JIS News

Story Highlights

  • Representatives of organisations that provide support to the disabled community recently got the opportunity to learn from best practices in disabilities policy when they travelled to the United States (US) to observe the execution of that country’s disabilities act.
  • The visit was sponsored by the U.S. Department of State’s (DOS) International Visitor Leadership Project under the theme: ‘Advocacy and Inclusiveness for the Disabled’.
  • Speaking with JIS News, Executive Director of the Jamaica Council for Persons with Disabilities (JCPD), Christine Hendricks, said the visit was “very insightful” especially since the JCPD will play a pivotal role in the implementation of the National Disabilities Act.

Representatives of organisations that provide support to the disabled community recently got the opportunity to learn from best practices in disabilities policy when they travelled to the United States (US) to observe the execution of that country’s disabilities act.

The visit was sponsored by the U.S. Department of State’s (DOS) International Visitor Leadership Project under the theme: ‘Advocacy and Inclusiveness for the Disabled’.

The five-member delegation got the opportunity to observe the application of the over two decades old Americans with Disabilities Act, even as Jamaica prepares to implement similar legislation.

Speaking with JIS News, Executive Director of the Jamaica Council for Persons with Disabilities (JCPD), Christine Hendricks, said the visit was “very insightful” especially since the JCPD will play a pivotal role in the implementation of the National Disabilities Act.

“The act will enable us (the JCPD) to be a body corporate while still reporting to the Minister of Labour and Social Security. We (the JCPD) will have the responsibility to ensure that the rights of persons with disabilities are upheld, that (adequate) service is being provided and that discrimination does not take place,” she informed.

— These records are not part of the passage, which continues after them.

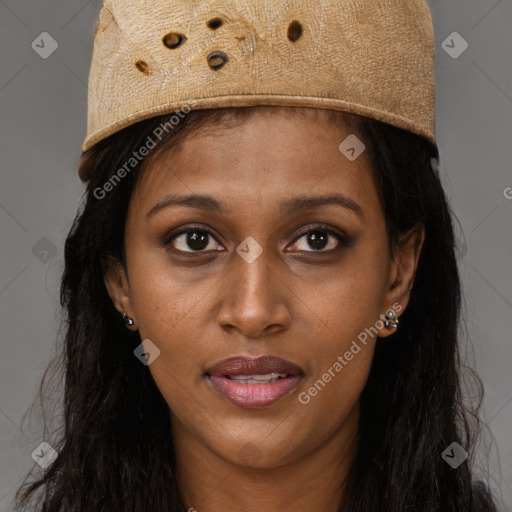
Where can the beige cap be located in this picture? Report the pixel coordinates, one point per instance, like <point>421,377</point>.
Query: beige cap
<point>152,57</point>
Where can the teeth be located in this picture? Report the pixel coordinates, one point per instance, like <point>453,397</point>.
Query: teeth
<point>258,379</point>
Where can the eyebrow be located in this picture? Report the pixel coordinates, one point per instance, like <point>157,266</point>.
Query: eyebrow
<point>209,204</point>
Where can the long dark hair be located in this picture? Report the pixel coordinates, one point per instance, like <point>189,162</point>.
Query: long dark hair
<point>115,450</point>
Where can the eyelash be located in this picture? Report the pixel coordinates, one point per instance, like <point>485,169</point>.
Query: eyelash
<point>343,239</point>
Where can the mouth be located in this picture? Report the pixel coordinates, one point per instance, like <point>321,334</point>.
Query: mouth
<point>255,383</point>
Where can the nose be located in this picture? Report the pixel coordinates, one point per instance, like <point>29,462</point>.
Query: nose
<point>256,300</point>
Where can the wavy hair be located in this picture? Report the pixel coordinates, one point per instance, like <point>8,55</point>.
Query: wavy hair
<point>114,444</point>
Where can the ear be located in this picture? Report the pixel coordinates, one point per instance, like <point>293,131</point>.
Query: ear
<point>403,270</point>
<point>118,289</point>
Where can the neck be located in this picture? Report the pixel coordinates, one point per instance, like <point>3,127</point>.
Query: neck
<point>208,482</point>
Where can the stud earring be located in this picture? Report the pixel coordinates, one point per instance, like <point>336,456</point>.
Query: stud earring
<point>128,322</point>
<point>391,320</point>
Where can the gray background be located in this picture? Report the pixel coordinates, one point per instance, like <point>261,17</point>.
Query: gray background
<point>43,123</point>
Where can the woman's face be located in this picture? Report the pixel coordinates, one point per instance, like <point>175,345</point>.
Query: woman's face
<point>285,254</point>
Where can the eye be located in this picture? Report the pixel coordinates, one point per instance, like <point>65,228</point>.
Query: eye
<point>321,239</point>
<point>193,240</point>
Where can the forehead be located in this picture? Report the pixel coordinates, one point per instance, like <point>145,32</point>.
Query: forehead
<point>270,154</point>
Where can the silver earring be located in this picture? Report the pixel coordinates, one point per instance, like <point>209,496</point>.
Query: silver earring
<point>391,320</point>
<point>128,322</point>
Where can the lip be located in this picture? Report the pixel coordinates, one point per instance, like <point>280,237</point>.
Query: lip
<point>254,395</point>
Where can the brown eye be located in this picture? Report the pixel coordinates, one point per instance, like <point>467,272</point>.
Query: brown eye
<point>320,238</point>
<point>192,240</point>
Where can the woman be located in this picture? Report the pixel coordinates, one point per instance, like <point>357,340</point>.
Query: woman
<point>261,288</point>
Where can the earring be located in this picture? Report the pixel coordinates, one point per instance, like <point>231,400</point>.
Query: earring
<point>128,322</point>
<point>391,320</point>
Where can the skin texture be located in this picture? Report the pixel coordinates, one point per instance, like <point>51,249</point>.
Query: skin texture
<point>301,304</point>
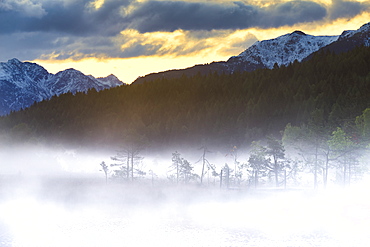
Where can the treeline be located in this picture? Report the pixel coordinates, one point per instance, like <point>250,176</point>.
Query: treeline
<point>211,110</point>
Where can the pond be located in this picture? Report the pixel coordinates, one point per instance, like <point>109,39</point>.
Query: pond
<point>72,213</point>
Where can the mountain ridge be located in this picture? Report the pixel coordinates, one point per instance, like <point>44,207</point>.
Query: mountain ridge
<point>282,50</point>
<point>24,83</point>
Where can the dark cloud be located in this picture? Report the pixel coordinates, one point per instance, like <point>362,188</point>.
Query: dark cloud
<point>73,17</point>
<point>347,9</point>
<point>169,16</point>
<point>75,29</point>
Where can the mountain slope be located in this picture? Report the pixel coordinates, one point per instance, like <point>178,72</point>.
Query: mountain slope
<point>282,50</point>
<point>22,84</point>
<point>221,110</point>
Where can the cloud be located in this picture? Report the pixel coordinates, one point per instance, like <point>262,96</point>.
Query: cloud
<point>71,17</point>
<point>154,16</point>
<point>77,29</point>
<point>347,9</point>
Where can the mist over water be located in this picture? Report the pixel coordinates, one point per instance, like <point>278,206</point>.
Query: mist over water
<point>80,211</point>
<point>61,202</point>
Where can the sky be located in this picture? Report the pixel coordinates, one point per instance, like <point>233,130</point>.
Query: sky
<point>131,38</point>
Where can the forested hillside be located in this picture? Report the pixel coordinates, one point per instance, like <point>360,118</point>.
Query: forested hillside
<point>216,110</point>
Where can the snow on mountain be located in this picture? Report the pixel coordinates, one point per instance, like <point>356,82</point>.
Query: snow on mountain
<point>24,83</point>
<point>282,50</point>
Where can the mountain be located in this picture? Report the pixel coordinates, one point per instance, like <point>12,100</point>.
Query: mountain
<point>282,50</point>
<point>350,39</point>
<point>211,110</point>
<point>24,83</point>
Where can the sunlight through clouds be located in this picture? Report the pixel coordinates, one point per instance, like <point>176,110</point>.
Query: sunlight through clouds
<point>200,31</point>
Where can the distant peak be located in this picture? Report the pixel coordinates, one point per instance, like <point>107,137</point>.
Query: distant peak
<point>297,32</point>
<point>14,60</point>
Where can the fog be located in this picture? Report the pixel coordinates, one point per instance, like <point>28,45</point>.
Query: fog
<point>59,197</point>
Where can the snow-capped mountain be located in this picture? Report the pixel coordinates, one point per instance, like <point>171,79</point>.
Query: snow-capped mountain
<point>348,40</point>
<point>282,50</point>
<point>24,83</point>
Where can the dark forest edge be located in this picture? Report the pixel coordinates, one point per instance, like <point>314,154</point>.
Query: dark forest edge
<point>310,117</point>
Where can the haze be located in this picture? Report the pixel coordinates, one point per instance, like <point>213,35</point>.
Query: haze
<point>45,202</point>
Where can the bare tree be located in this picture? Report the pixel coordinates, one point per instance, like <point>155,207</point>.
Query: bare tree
<point>105,170</point>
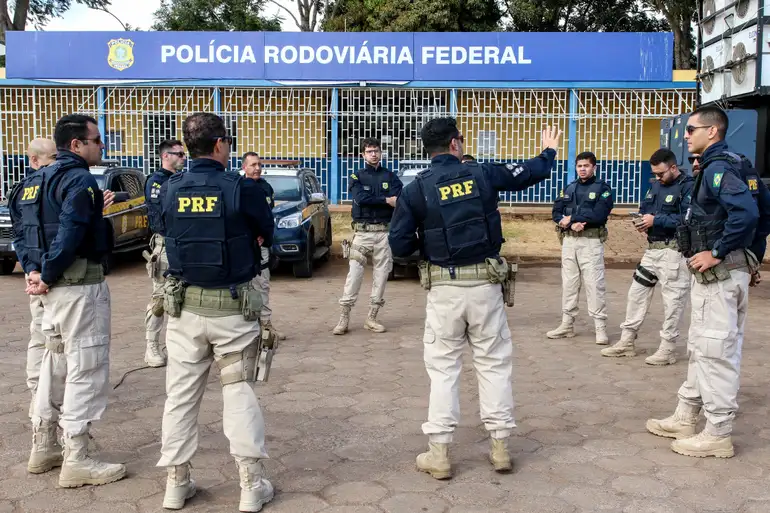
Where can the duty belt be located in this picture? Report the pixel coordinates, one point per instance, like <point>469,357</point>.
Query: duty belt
<point>661,244</point>
<point>475,272</point>
<point>213,302</point>
<point>370,227</point>
<point>591,233</point>
<point>81,272</point>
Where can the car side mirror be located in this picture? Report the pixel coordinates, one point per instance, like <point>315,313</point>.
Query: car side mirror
<point>317,197</point>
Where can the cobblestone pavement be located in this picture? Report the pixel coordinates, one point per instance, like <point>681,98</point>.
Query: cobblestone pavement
<point>344,413</point>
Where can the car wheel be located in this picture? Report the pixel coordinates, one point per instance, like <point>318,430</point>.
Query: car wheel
<point>8,266</point>
<point>304,269</point>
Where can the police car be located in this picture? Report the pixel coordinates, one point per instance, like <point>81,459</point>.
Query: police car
<point>303,225</point>
<point>407,172</point>
<point>127,216</point>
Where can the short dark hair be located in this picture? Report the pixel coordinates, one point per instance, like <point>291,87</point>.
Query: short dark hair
<point>715,116</point>
<point>370,142</point>
<point>201,131</point>
<point>167,145</point>
<point>586,155</point>
<point>437,134</point>
<point>663,155</point>
<point>71,128</point>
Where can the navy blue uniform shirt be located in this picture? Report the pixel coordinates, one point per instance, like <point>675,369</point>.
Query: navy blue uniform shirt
<point>501,177</point>
<point>723,183</point>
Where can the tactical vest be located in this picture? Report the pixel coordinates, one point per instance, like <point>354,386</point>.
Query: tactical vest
<point>37,235</point>
<point>462,223</point>
<point>570,197</point>
<point>706,217</point>
<point>152,198</point>
<point>208,243</point>
<point>377,184</point>
<point>664,200</point>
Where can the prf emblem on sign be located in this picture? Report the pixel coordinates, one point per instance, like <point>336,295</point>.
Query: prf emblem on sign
<point>121,56</point>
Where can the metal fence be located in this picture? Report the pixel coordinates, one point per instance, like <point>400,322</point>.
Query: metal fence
<point>322,127</point>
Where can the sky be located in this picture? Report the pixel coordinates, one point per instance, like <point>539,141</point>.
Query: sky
<point>138,13</point>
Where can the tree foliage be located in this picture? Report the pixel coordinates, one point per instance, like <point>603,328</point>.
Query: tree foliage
<point>409,16</point>
<point>214,15</point>
<point>38,12</point>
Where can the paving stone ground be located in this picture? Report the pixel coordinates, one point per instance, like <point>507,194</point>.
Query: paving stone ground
<point>343,414</point>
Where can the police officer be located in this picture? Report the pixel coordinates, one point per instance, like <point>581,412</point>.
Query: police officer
<point>65,239</point>
<point>212,220</point>
<point>581,214</point>
<point>374,190</point>
<point>453,206</point>
<point>172,158</point>
<point>721,224</point>
<point>41,152</point>
<point>252,168</point>
<point>662,211</point>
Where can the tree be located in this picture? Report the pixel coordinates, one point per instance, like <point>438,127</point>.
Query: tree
<point>39,12</point>
<point>409,16</point>
<point>680,15</point>
<point>214,15</point>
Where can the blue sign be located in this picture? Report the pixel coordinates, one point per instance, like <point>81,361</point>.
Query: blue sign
<point>341,56</point>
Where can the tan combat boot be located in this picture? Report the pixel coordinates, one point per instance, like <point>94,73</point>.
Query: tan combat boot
<point>179,486</point>
<point>46,451</point>
<point>256,491</point>
<point>436,461</point>
<point>565,330</point>
<point>665,355</point>
<point>624,347</point>
<point>704,444</point>
<point>80,469</point>
<point>268,325</point>
<point>342,326</point>
<point>153,355</point>
<point>679,425</point>
<point>371,321</point>
<point>498,454</point>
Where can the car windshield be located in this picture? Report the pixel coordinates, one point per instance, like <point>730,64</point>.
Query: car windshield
<point>286,188</point>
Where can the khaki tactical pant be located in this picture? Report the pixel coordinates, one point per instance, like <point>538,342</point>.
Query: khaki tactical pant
<point>370,243</point>
<point>582,262</point>
<point>153,324</point>
<point>74,378</point>
<point>475,316</point>
<point>193,342</point>
<point>261,282</point>
<point>670,268</point>
<point>715,343</point>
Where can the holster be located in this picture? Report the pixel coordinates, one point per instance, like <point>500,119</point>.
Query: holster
<point>173,296</point>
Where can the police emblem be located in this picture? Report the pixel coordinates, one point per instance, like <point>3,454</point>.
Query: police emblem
<point>121,55</point>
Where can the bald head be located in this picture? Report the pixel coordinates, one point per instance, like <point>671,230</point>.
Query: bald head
<point>41,153</point>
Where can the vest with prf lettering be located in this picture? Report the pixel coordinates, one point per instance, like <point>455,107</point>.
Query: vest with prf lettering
<point>706,218</point>
<point>37,237</point>
<point>592,194</point>
<point>667,200</point>
<point>462,224</point>
<point>208,243</point>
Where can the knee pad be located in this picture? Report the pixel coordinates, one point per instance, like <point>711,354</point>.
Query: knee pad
<point>237,367</point>
<point>359,254</point>
<point>645,277</point>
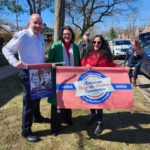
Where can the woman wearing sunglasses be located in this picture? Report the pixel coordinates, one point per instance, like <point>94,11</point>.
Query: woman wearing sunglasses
<point>98,55</point>
<point>64,50</point>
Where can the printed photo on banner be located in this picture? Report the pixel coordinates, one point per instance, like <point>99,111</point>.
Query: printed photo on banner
<point>40,82</point>
<point>99,88</point>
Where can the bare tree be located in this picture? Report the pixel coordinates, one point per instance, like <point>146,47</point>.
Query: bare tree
<point>85,13</point>
<point>59,18</point>
<point>36,6</point>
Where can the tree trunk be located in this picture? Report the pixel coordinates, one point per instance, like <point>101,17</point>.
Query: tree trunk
<point>59,18</point>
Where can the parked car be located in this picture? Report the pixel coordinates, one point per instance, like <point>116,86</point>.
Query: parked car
<point>145,65</point>
<point>119,47</point>
<point>144,38</point>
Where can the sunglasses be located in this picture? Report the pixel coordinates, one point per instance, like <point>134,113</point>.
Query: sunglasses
<point>98,42</point>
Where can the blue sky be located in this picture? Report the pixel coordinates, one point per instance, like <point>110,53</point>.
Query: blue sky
<point>142,19</point>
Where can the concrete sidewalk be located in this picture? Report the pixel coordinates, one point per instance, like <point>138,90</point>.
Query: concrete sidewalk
<point>7,71</point>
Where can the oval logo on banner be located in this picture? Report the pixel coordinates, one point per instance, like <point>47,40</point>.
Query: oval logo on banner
<point>95,91</point>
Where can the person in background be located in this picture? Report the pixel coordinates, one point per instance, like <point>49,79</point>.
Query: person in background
<point>64,50</point>
<point>97,55</point>
<point>133,60</point>
<point>84,43</point>
<point>30,46</point>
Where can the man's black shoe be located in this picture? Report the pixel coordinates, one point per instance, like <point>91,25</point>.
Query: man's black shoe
<point>70,123</point>
<point>54,134</point>
<point>42,120</point>
<point>93,119</point>
<point>32,138</point>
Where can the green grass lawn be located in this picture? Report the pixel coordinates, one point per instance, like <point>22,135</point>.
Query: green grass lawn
<point>122,130</point>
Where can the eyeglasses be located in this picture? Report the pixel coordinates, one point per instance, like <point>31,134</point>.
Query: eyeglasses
<point>98,42</point>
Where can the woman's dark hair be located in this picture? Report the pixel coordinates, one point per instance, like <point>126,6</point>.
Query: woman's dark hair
<point>67,28</point>
<point>104,49</point>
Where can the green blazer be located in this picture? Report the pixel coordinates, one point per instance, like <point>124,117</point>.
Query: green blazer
<point>56,55</point>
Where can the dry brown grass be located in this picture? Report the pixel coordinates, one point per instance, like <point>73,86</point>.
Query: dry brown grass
<point>122,130</point>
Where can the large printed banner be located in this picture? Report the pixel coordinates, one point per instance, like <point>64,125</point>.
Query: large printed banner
<point>106,88</point>
<point>40,76</point>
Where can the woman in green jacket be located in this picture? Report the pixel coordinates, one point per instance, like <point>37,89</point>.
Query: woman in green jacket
<point>63,50</point>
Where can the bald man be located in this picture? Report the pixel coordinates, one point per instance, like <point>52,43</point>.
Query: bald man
<point>30,46</point>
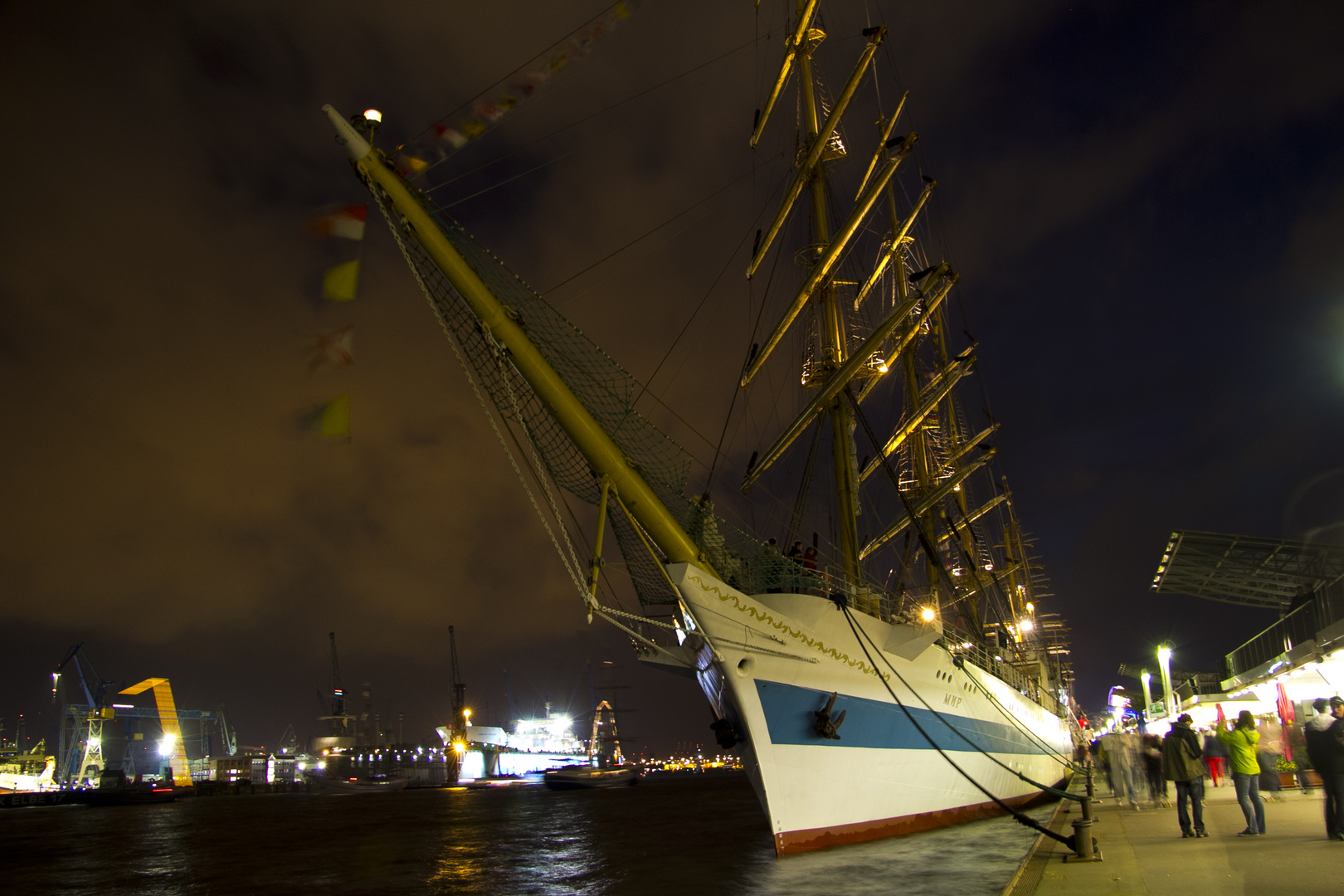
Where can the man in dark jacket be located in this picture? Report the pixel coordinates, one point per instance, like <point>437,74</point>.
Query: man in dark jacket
<point>1326,748</point>
<point>1181,763</point>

In addition, a disabilities rights tribunal will be attached to the JCPD that will have the responsibility to hear complaints of persons with disabilities and adjudicate where necessary. The council will also be charged with the drafting of codes of practice and regulations.

Project Coordinator at Junior Achievement Jamaica, Stephanie McIntyre, who was among the delegation to the US, said the experience changed her perspective on disabilities.

“I realized that (the term) disability is so broad and not just confined to the physical but there are mental and intellectual disabilities. We also learned to look at HIV, asthma, cancer and anything that affects your major function in life as a disability,’ she noted.

Acting Public Affairs Officer at the US Embassy, Robert Piehel, said the visit provided the perfect opportunity for the group to experience the day-to-day application of policies that promote the rights of the disabled.

“We saw here in Jamaica, as the disabilities act was winding its way through Parliament that it was time for (them to see) the programmes we have and to leverage that and be a force multiplier, and to help the population here,” he said.

Mr. Piehel also added that having a disability does not mean that a person is not able to effectively contribute to society, noting that “we should unearth what those persons can contribute and make the best use of their skills”.

“There are many people, who have physical disabilities (but) they are very capable in many ways, and for society to function properly it is better if everybody, who can contribute (does so),” he told JIS News.

In the meantime, Mrs. Hendricks said that while she is hopeful for “a Jamaica that is… all inclusive” there is major work to be done to change the attitude of the public towards the disabled.

“People are sometimes skeptical because they do not know and understand. With the awareness, hopefully overtime, (person’s mindset and attitudes) will change since that is something that cannot be legislated,” the JCPD head stated.

 

Transition Officer at the Jamaica Association for the Deaf, Kimberley Sherlock, who also participated, stated that the transformation is not only for the abled in society but also for those who are disabled, especially those in the deaf community, who sometimes struggle to communicate.

Head, Physiotherapy Department, South East Regional Health Authority (SERHA), Suzanne Harris Henry, shared that consideration must also be given to persons, who may have acquired a disability throughout their lifetime and need a sense of hope to be re-integrated into society.

The participants also said that while they will continue to train and sensitize the public, it is also just as important for the trainers and those at the helm, who will lead the execution of the disabilities act, to remain informed of the services and technologies that exist to serve the disabled community.

The project, administered by the Institute of International Education, was conducted from July 23 to August 9, 2014 across three states in America.